Cette situation donne lieu à certaines questions de droit international qui nécessitent un traitement nuancé et expose également les limites du droit international. Tout d’abord, le régime taliban, en tant qu’État non reconnu, pourrait faire valoir qu’il n’est lié par aucun des traités/conventions internationaux auxquels les régimes précédents de l’Afghanistan ont adhéré. Cependant, le droit international n’est pas un panier dans lequel un État peut piocher à volonté. Un tel argument impliquerait également que le régime taliban ne bénéficiera d’aucune norme du droit international, par exemple celles qui régissent la conduite des relations diplomatiques. En outre, toute entité qui prétend être un gouvernement d’une certaine forme ferait bien de s’efforcer de respecter les normes du droit international et les conventions des droits de l’homme bien reconnues, telles que la CDE.

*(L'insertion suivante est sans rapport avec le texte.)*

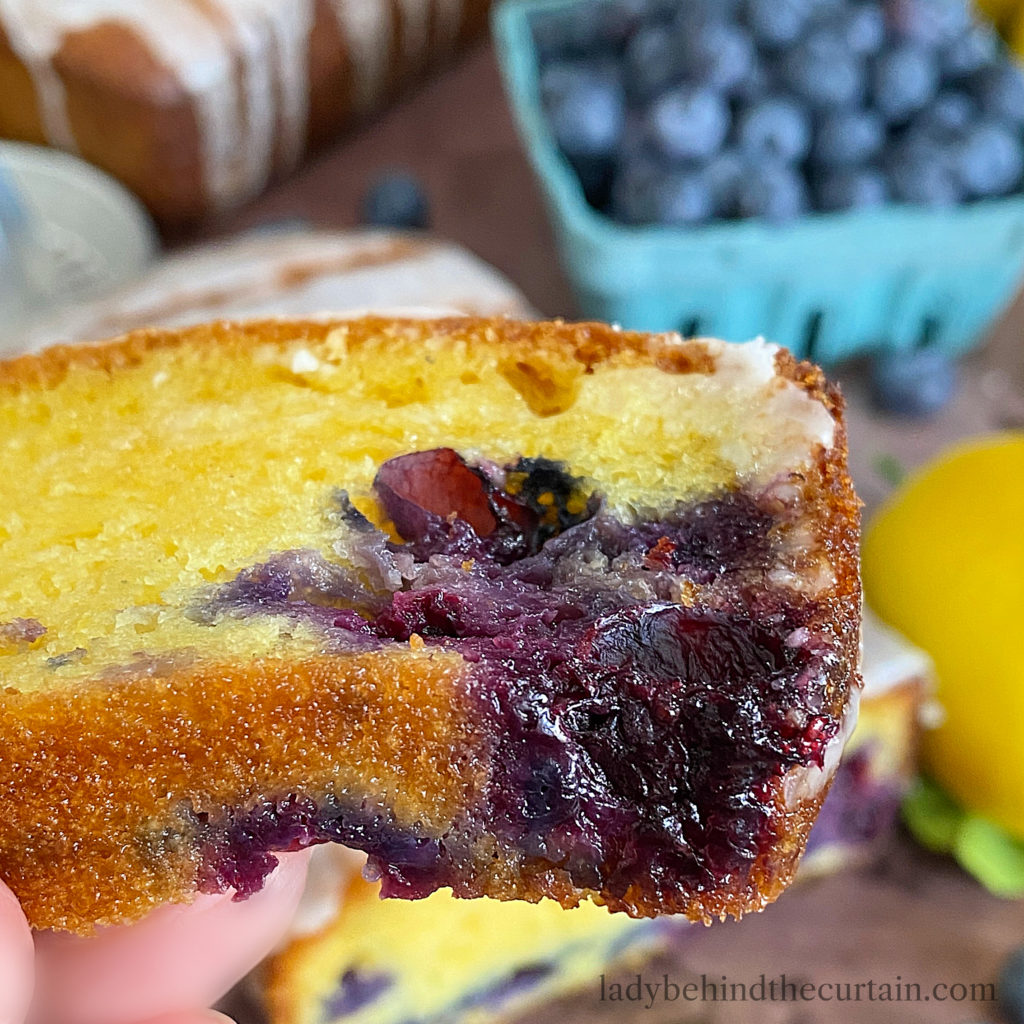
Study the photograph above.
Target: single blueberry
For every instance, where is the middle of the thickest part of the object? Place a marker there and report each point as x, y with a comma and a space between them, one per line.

Selon un deuxième argument, l’État islamique d’Afghanistan se trouvait dans une position particulière au moment où il a ratifié la Convention relative aux droits de l’enfant. Il était en effet engagé dans une guerre civile avec les Talibans qui contrôlaient le pays à des degrés divers et qui ont fini par prendre le pouvoir en 1996. Le régime taliban, qui s’intitule lui-même Émirat islamique d’Afghanistan, ne peut donc pas être considéré comme un successeur de l’État islamique d’Afghanistan, ni entre 1996-2001 ni après 2021. Si tel est le cas, le régime taliban n’a aucun locus standi pour exiger le déblocage des réserves étrangères gelées de l’Afghanistan, car celles-ci appartiendraient alors à la République islamique d’Afghanistan, dont les talibans ne sont pas les successeurs.

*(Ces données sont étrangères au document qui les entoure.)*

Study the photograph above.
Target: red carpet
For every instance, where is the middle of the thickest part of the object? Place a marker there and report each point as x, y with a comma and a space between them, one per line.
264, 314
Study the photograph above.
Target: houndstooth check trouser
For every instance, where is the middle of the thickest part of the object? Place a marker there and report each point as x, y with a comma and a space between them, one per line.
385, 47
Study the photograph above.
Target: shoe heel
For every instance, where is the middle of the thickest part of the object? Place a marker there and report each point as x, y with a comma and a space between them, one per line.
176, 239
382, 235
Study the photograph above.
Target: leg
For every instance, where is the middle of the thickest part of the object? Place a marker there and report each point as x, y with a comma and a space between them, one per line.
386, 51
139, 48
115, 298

En tout état de cause, cela n’enlève rien à la responsabilité morale du régime taliban de mettre en œuvre les normes internationales largement reconnues en matière de droits de l’homme, notamment pour la protection des filles et des femmes. Il est évident que les deux arguments ci-dessus sont intrinsèquement fallacieux, dans la mesure où les Talibans ne peuvent pas choisir d’être un successeur partiel des droits et obligations souverains des régimes précédents de l’Afghanistan. S’ils veulent être reconnus et bénéficier des avantages d’un État successeur, ils doivent faire preuve de la capacité et de la volonté d’honorer également les engagements internationaux de leurs prédécesseurs.

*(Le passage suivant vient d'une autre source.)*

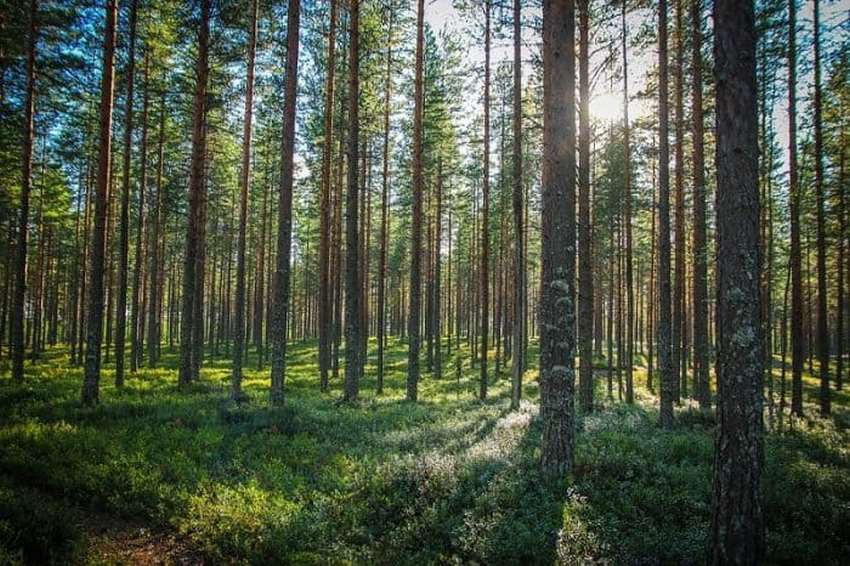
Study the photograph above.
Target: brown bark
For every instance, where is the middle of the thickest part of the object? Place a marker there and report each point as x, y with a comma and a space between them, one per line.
244, 183
280, 305
557, 314
91, 380
737, 524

La fiabilité et l’État de droit

Pour revenir à la question de la soudaine volte-face des talibans sur l’éducation des filles, le plus déconcertant est la manière dont l’ordre a permis la réouverture des écoles. Soudaine et inattendue, même pour les responsables de sa mise en exécution, elle suggère que ce sont peut-être les caprices des partisans de la ligne dure qui ont prévalu sur toute mesure permettant de ramener le pays à la normale. L’ordre n’était accompagné d’aucun raisonnement. Il n’est fait mention d’aucun délai au terme duquel les écoles seront à nouveau ouvertes aux filles. Le système ne prévoit aucun recours judiciaire contre une mesure aussi radicale. Tous ces facteurs pris ensemble, il est évident que le régime taliban en Afghanistan ne respecte pas l’État de droit, aussi conservateur soit-il. En outre, cela montre également que les promesses faites par les talibans pour plaire aux médias occidentaux ne peuvent être considérées comme des valeurs sûres.
Enfin, l’attitude du régime taliban soulève la question des devoirs des autres pays en vertu du droit international. Dans quelle mesure est-il justifiable de soutenir un régime qui refuse d’observer les normes fondamentales inscrites dans le droit international et respectées par l’ensemble de la communauté des nations ? Les principaux soutiens politiques et économiques du régime taliban, à savoir le Pakistan et la Chine, feraient bien de s’interroger sur ce point, à la lumière de leurs propres responsabilités en tant qu’États soumis au droit international.